Desde la percepción común en el nacionalismo español, y por echar mano de las palabras de Cánovas, “la nación es cosa de Dios o de la naturaleza, no invención humana”. El propio Ortega y Gasset apostilla: “Es algo previo a toda voluntad constituyente de sus miembros. Está
ahí antes e independientemente de nosotros, sus individuos.

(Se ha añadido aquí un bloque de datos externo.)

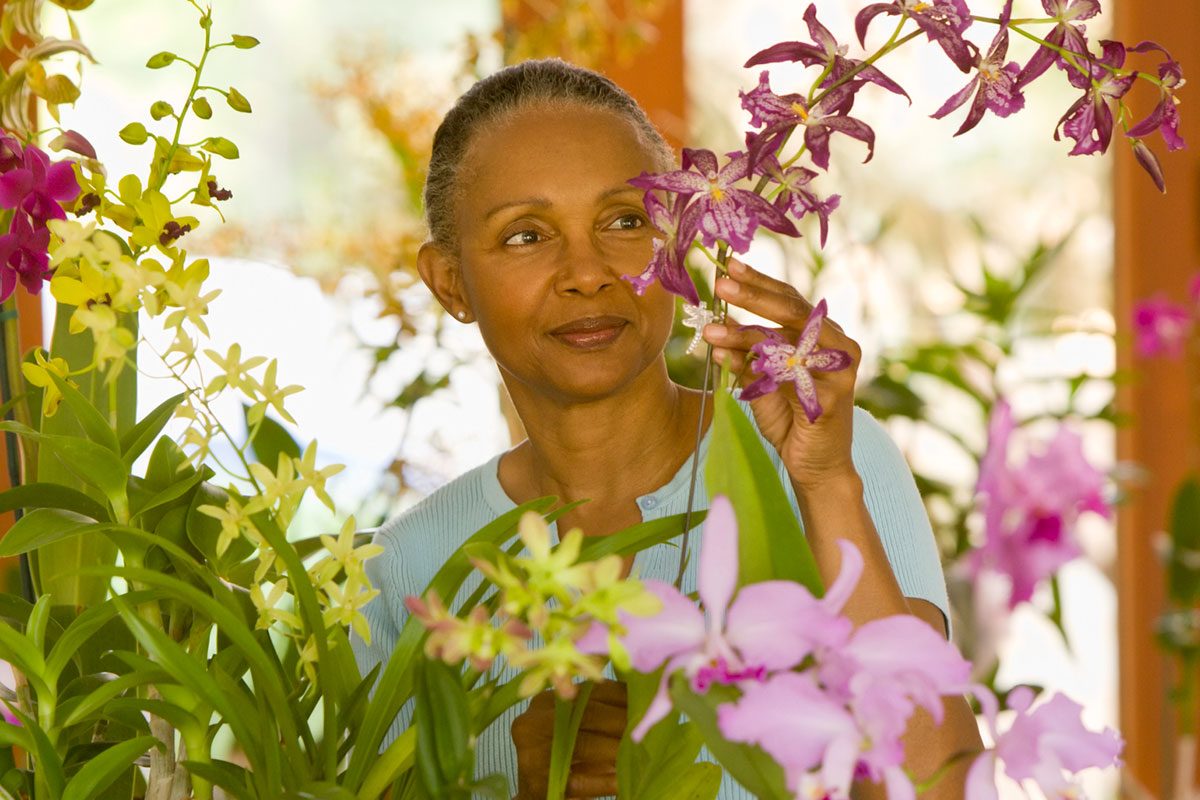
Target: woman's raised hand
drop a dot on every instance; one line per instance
(594, 761)
(814, 452)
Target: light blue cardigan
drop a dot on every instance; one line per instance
(418, 541)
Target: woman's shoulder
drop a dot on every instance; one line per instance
(436, 525)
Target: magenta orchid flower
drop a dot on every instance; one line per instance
(781, 362)
(942, 20)
(723, 210)
(1162, 328)
(796, 197)
(1165, 116)
(825, 52)
(1089, 121)
(1031, 509)
(769, 626)
(1067, 35)
(1043, 746)
(995, 83)
(667, 264)
(24, 256)
(780, 114)
(39, 187)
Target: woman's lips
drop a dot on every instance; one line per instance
(589, 332)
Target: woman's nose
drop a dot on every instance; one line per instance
(585, 270)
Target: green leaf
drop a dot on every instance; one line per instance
(41, 527)
(568, 716)
(133, 133)
(221, 146)
(637, 537)
(1183, 575)
(160, 60)
(93, 421)
(238, 101)
(139, 437)
(202, 108)
(161, 108)
(396, 681)
(443, 728)
(270, 440)
(85, 459)
(101, 770)
(748, 764)
(51, 495)
(771, 542)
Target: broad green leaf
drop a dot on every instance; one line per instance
(101, 770)
(771, 542)
(443, 728)
(637, 537)
(270, 440)
(748, 764)
(93, 421)
(42, 527)
(396, 681)
(139, 437)
(700, 781)
(52, 495)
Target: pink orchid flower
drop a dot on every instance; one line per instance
(1031, 509)
(769, 626)
(1043, 746)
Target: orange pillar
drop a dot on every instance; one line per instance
(653, 74)
(1157, 251)
(29, 313)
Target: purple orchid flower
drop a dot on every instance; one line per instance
(943, 22)
(769, 626)
(23, 256)
(995, 83)
(39, 187)
(1089, 121)
(1031, 509)
(779, 114)
(678, 227)
(779, 362)
(1041, 745)
(1162, 328)
(1165, 116)
(723, 210)
(1066, 35)
(827, 53)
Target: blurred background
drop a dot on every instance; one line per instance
(967, 268)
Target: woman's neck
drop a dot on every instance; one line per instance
(613, 449)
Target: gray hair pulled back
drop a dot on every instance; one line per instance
(535, 83)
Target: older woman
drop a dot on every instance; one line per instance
(532, 226)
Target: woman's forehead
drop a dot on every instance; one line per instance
(544, 151)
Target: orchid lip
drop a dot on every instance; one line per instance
(589, 324)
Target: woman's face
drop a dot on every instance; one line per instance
(547, 227)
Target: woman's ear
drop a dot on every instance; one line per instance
(441, 272)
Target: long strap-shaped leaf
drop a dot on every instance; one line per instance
(396, 681)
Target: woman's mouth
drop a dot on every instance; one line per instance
(589, 332)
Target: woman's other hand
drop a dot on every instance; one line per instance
(594, 761)
(814, 452)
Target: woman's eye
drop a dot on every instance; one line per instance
(629, 222)
(523, 238)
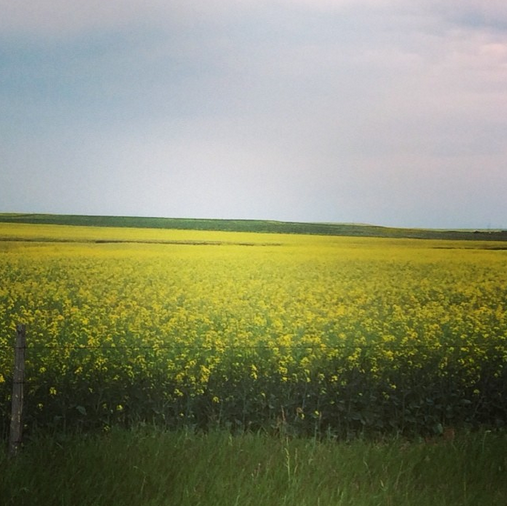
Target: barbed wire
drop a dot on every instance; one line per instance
(275, 346)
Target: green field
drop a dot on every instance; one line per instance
(256, 226)
(286, 333)
(148, 467)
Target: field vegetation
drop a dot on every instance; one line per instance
(287, 334)
(150, 467)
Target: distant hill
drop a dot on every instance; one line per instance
(264, 226)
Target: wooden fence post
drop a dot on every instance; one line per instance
(16, 431)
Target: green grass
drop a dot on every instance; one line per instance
(259, 226)
(176, 468)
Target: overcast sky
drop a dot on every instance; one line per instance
(389, 112)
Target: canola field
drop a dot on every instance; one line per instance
(284, 333)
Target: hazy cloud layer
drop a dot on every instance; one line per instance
(376, 111)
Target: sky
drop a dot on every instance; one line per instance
(385, 112)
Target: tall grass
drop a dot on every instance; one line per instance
(181, 468)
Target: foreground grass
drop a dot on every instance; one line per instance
(157, 468)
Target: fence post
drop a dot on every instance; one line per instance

Es algo en lo que nacemos, no es algo que fundamos”. En la trama argumental, llena de esencialismos, del nacionalismo español contemporáneo se impone al cabo, autoritariamente, la idea de que las discusiones al respecto de esto las resuelve, sin más, un texto legal, la Constitución en vigor, que se encarga de definir la realidad. Cuando es preciso se invoca, no obstante, alguna nueva mercancía importada que, como sucede con el
patriotismo constitucional, tendría como propósito mayor ocultar la condición nacionalista del discurso propio, sentando las bases de una suerte de orgullo nacional no vinculado con el nacionalismo. Ese orgullo se perfilaría en torno a la defensa de valores cívicos y sería afortunadamente distinto de las aberraciones que los
nacionalismos de la periferia acarrearían.
Nosotros seríamos, entonces, civilizados patriotas frente a la ignominia premoderna de nuestros oponentes.
Claro que una señal más de la existencia del nacionalismo que nos atrae es la demonización de los nacionalismos competidores. La letanía de adjetivos que se reserva a éstos se larga: inmotivados y descarriados, portadores de demandas absurdas, totalitarios, étnicos y disgregadores, intolerantes y excluyentes, asentados en oscuras patologías y xenófobos, acomplejados y, llegado el caso, violentos. Lo que despunta al final es el designio de distinguir con claridad
lo nuestro de lo ajeno. Lo nuestro se caracterizaría por su naturalidad y normalidad, enfrentadas al artificio (mal) intencionado y a la patología de los
nacionalismos periféricos. Los nuestros son inteligentes y cultos, frente a la estulticia y la incultura de los demás.
Fuente: En defensa de la consulta soberanista en Cataluña. Carlos Taibo. Los Libros de la Catarata. Madrid.2014.